The history of Jewish camping in North America can be traced back to the early 1900s when families in the city sent their kids to camp in an attempt to escape the polio pandemic. At the time, camp was the perfect combination of being outside, in community, and a place for Jewish kids to be with other Jewish kids.
Over a hundred years later, the COVID-19 pandemic has disrupted the field of Jewish summer camp, like so much else. COVID caused nearly all overnight Jewish camps to cancel in-person activities for the 2020 summer and operate under severe constraints in 2021. Thankfully, 2022 has seen a marked return to normalcy, a trend we hope will continue while recognizing that the landscape has been irrevocably altered in ways not seen since at least the 1930s and 1940s, before our camps--OSRUI and Ramah Wisconsin-- and many others throughout the U.S. and Canada, were founded. (JCC Camp Chi, founded in 1921, is one notable exception in the Chicago area.)
Most significantly, and perhaps least surprisingly, are the ways COVID-19 has impacted our camper population.

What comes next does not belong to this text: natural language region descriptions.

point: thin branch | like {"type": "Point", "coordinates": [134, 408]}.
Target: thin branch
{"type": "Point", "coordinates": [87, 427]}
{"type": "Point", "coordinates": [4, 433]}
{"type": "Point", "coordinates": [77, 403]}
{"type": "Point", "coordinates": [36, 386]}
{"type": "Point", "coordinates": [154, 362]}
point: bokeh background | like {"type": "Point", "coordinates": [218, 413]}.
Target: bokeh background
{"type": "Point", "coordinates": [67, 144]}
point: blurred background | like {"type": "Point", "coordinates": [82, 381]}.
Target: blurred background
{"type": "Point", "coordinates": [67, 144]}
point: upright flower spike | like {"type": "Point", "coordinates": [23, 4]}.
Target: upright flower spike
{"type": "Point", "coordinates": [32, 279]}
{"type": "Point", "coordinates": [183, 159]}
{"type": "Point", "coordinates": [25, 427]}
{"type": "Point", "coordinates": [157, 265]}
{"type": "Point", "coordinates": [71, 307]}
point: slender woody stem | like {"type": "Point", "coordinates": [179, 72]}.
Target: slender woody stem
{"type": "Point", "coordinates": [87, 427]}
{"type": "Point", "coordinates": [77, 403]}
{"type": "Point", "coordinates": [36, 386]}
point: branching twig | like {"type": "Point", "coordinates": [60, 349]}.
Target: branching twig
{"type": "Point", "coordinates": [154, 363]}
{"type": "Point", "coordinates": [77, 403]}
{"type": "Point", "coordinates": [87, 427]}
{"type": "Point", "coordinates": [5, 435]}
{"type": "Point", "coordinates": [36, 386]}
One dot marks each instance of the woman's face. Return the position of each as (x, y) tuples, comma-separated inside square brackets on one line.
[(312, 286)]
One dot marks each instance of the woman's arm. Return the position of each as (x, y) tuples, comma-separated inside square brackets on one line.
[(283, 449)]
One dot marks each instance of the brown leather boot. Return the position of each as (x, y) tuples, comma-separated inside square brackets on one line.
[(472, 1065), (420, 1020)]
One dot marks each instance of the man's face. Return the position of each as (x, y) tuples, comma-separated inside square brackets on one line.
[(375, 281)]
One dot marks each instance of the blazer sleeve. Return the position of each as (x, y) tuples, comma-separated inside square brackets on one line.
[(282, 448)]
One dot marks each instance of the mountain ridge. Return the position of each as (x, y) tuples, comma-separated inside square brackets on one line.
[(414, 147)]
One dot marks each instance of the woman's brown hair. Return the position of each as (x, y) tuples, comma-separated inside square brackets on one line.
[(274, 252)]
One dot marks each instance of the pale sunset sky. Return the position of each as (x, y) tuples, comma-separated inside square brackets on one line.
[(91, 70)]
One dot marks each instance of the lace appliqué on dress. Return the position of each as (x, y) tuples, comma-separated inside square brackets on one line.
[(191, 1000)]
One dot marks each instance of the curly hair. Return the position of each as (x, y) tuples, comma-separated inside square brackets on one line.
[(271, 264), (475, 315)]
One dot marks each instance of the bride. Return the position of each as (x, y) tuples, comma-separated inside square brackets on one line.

In the summers of 2021 and 2022, we saw the profound impact of the pandemic on children's social skills and a spike in mental health challenges.
Thankfully, the overall trend from 2021 to 2022 was a shift from acute mental health crises to camps being better prepared to support campers engaged in support programs and treatment for chronic conditions.
We anticipate that, every few years, we will see new waves of COVID's impacts on different age bands of kids, as those who missed two years of high school, like our current counselors, were impacted differently than those who missed parts of pre-school, elementary school, or middle school.
Camp remains an ideal antidote to many of the negative impacts of COVID on our children. There is no better place to accelerate group- and independent-living skills. We offer our campers low-stakes and loving environments with an emphasis on fun and developing self-confidence. With no screens and under the guidance of counselors, kids learn what it means to build relationships with their peers. Days are spent outside in an immersive, joyful, and Jewish environment.
We know that COVID has also impacted parents as they think about sending their kids to camp for the first time. We have had more conversations with families that start with "my child has never slept away from home" or "my camper is nervous about being around so many people." These are normal feelings and worries given what kids have navigated in the last two years, and camp can offer a safe place for kids to practice the skills of independence and resiliency, and to learn what it means to be a part of a community.
In addition to the impact on campers, the COVID-19 pandemic and its aftermath have also disrupted, as our broader Jewish community knows well, issues ranging from supply chain challenges; to the availability of labor; to the costs of goods and services; and more. These, too, impact the overnight camping sector.
The last three years have been a journey for the field of Jewish camp, one we all hope will quickly recede into the background. With that hope, we also assume that the reality will be more complex, and though every year will feel more like a pre-COVID summer, certain fundamentals are forever changed. It was truly thanks to so many in our communities--including JUF's leadership--that our Jewish summer camps were able to sustain themselves through these initial few years.
Jewish camps are already deep into registering campers, hiring staff, and planning experiences for our 2023 summer. Summers at camp are more important than ever for the children, adolescents, and emerging adults in our community. Even as the weather turns colder, thanks for joining us in counting down to another amazing summer at camp!
Jacob Cytryn is the Executive Director at Camp Ramah in Wisconsin and Ramah Day Camp in Chicagoland. Solly Kane is the Executive Director at URJ Olin-Sang-Ruby Union Institute (OSRUI), the Reform Movement's overnight camp and retreat center in Wisconsin.